Image inpainting is the task to reconstruct the missing region in an image with plausible contents based on its surrounding context, which is a common topic of low-level computer vision. Recent development in deep generative models enables an efficient end-to-end framework for image synthesis and inpainting tasks, However, existing methods are limited to fill in small holes on low-resolution images, and very often generate unsatisfying results containing easily detectable flaws. In this thesis proposal, we specifically study two image inpainting related problems: 1) finetuning the image generation textures; 2) making use of the semantic segmentation information for higher quality image inpainting.

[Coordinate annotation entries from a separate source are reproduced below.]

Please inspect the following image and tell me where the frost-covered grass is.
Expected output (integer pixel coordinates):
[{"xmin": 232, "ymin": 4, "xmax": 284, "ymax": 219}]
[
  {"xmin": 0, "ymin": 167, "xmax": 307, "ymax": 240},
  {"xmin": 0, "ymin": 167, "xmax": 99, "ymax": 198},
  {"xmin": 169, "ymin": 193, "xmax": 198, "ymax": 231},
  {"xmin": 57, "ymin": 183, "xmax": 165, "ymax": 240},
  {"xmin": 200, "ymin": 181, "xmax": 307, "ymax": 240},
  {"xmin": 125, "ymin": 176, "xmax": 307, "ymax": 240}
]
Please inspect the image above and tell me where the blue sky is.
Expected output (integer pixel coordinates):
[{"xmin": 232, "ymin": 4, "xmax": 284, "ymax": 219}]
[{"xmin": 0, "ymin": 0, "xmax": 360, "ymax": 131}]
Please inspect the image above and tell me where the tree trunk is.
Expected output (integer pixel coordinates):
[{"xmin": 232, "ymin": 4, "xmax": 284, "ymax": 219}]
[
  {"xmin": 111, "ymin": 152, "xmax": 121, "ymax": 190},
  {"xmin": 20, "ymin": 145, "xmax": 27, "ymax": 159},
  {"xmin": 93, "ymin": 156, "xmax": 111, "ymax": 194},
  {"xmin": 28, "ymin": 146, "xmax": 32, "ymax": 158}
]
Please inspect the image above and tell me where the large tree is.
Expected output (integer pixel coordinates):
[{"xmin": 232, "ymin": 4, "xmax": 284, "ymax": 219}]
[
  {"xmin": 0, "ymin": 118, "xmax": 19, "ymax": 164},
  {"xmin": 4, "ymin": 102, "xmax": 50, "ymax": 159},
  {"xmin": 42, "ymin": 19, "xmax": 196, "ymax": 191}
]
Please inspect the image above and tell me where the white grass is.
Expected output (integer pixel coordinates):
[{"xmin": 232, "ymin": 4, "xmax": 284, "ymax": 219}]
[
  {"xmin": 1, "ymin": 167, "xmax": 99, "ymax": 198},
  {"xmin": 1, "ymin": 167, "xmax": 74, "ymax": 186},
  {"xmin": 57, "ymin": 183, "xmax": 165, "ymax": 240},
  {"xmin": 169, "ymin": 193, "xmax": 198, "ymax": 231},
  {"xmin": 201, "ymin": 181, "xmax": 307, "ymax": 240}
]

In order to overcome the difficulty to directly learn the distribution of high-dimensional image data, we divide the task into inference and translation as two separate steps and model each step with a deep neural network. We also use simple heuristics to guide the propagation of local textures from the boundary to the hole. We show that, by using such techniques, inpainting reduces to the problem of learning two image-feature translation functions in much smaller space and hence easier to train. We evaluate our method on several public datasets and show that we generate results of better visual quality than previous state-of-the-art methods.

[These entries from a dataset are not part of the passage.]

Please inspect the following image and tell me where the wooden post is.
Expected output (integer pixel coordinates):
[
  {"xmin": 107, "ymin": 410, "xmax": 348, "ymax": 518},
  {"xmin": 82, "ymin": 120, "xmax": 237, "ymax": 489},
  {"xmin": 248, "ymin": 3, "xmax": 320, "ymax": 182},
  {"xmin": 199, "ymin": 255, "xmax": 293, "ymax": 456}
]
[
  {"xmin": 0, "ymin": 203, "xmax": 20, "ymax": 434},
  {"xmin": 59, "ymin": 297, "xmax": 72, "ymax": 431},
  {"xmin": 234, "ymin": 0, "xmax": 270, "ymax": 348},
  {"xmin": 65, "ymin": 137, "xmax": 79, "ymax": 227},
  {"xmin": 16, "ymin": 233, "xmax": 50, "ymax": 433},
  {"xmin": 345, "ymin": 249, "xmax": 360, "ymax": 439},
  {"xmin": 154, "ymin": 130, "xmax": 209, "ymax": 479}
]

The second research idea is motivated by the fact that existing methods based on generative models don’t exploit the segmentation information to constrain the object shapes, which usually lead to blurry results on the boundary. To tackle this problem, we propose to introduce the semantic segmentation information, which disentangles the inter-class difference and intra-class variation for image inpainting. This leads to much clearer recovered boundary between semantically different regions and better texture within semantically consistent segments. Our model factorizes the image inpainting process into segmentation prediction (SP-Net) and segmentation guidance (SG-Net) as two steps, which predict the segmentation labels in the missing area first, and then generate segmentation guided inpainting results. Experiments on multiple public datasets show that our approach outperforms existing methods in optimizing the image inpainting quality, and the interactive segmentation guidance provides possibilities for multi-modal predictions of image inpainting.